Individuals and families are made homeless by accidents or natural and technological disasters, day-in and day-out. Sometimes these are small, single-family house fires. Other times they are large, community-wide natural disasters such as the 2011 wildfires in Slave Lake or the floods in Calgary or in Toronto this past summer or the disaster caused by the train derailment and subsequent explosion in Lac Mégantic.  When we see a disaster caused by nature it is easy to sympathize with those affected because the circumstances are obviously outside of their control. It is often harder to do this with homelessness because the individual factors leading to homelessness often get more attention than the system failures or structural factors at play. We need to remember that people experiencing homelessness are also displaced in large-scale disasters and will have a harder time recovering and rebuilding their lives. They may even be some of the responders

Given that homelessness isn’t always the result of individual actions or behaviours (and is very rarely a deliberate choice) it is important that people affected by homelessness are treated with dignity and respect. In our recent report, “Coming of Age: Reimagining the Response to Youth Homelessness in Canada”, Steve Gaetz says (in talking about wildfires in Kelowna and Slave Lake):

 “Both of these events were devastating for the communities’ residents. They lost their homes, their possessions and their communities. In the face of both tragedies a rapid crisis response was quickly implemented. People displaced by the fire were relocated to other communities and provided temporary emergency shelter in motels, school gymnasiums, local hockey arenas and, in many cases, slept on cots or mats…But, imagine for a second that the individuals and families in Kelowna or Slave Lake were still living in hockey arenas or motels all these years later. That would seem shocking and absurd and most of us would see this as the complete failure of our emergency response – that we really, really let these people down. So why are we satisfied with an emergency response to youth homelessness that allows you people to languish in shelters for years at a time, entrenching them in street life, keeping them from school and undermining their ability to move into adulthood in a health and fulfilling way?”

This difference was echoed by Tim Richter, CEO of the Canadian Alliance to End Homelessness, during the release of “The State of Homelessness in Canada: 2013” report in June. At the press conference releasing the report, Richter stated (as reported in the Toronto Star):

“The results paint a picture of a disaster in communities across the country. In a natural disaster, the loss of housing or life happens because of a fire or flood or something like that.
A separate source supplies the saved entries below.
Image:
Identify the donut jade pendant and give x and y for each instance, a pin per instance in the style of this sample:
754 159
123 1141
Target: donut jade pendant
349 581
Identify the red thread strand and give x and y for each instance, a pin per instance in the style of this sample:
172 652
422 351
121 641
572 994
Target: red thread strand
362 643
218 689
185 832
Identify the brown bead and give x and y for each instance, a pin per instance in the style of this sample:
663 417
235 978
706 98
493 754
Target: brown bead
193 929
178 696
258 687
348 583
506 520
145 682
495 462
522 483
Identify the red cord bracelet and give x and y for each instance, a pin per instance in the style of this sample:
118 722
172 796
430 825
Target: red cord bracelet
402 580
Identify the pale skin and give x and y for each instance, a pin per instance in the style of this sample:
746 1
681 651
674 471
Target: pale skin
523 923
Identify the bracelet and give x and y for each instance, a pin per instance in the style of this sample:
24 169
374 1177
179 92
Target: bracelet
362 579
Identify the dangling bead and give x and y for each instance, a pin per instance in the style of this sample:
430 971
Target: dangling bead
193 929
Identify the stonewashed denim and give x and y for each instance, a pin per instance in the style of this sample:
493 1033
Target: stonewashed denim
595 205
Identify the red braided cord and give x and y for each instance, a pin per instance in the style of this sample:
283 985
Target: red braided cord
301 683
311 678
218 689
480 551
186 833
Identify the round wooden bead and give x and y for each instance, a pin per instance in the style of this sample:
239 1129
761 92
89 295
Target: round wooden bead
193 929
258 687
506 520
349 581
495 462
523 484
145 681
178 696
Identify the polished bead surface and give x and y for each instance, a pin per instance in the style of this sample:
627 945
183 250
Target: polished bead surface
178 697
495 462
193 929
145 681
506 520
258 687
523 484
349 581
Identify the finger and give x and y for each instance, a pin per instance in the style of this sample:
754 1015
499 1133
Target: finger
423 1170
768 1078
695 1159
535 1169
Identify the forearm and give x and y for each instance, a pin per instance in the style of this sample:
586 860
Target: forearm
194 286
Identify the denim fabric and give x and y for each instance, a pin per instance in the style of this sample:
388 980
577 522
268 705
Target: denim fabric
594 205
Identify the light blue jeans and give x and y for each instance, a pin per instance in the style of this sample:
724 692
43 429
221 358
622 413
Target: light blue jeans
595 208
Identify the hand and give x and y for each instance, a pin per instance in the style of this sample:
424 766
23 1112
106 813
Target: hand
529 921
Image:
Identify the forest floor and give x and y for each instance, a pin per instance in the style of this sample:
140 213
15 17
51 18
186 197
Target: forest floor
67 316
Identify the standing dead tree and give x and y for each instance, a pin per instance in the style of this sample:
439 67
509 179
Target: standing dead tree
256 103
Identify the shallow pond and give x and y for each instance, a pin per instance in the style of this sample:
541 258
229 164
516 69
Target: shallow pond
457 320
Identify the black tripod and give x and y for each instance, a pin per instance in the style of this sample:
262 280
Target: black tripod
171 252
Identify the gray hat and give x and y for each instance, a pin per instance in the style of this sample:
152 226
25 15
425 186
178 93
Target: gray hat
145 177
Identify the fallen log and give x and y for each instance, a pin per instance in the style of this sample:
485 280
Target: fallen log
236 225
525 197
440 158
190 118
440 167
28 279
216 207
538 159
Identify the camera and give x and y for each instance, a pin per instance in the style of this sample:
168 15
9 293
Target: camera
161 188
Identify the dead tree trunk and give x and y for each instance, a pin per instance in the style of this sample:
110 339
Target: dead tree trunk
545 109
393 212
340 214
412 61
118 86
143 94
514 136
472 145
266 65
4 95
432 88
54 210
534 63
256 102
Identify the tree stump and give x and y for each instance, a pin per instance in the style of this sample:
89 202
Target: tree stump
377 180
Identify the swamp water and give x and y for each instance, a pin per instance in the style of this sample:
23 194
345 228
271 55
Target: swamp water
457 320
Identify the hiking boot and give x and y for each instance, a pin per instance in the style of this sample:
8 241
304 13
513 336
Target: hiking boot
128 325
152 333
In the unnatural disaster of homelessness, the same things are happening, but it's happening because of poverty, disability, addiction, mental illness and trauma. But whereas natural disasters are met with emergency response plans to get people back to their normal lives, the response to homelessness is stuck in crisis mode.”

16 years after the Toronto Disaster Relief Committee started talking about homelessness as a disaster, it is still a critical issue. 200,000 people are homeless every year; 30,000 on any given night (and up to 50,000 in hidden homelessness). We need to reframe the way we think about this issue.

Awhile back I was at the warming centre at Toronto’s Metro Hall when I saw an individual asleep underneath a Canadian flag. It instantly made me think of a seminal image from Hurricane Katrina of an elderly woman wrapped in an American flag blanket. And it made me wonder, again, why is one considered a disaster and one not?

When will people realize that homelessness is a disaster.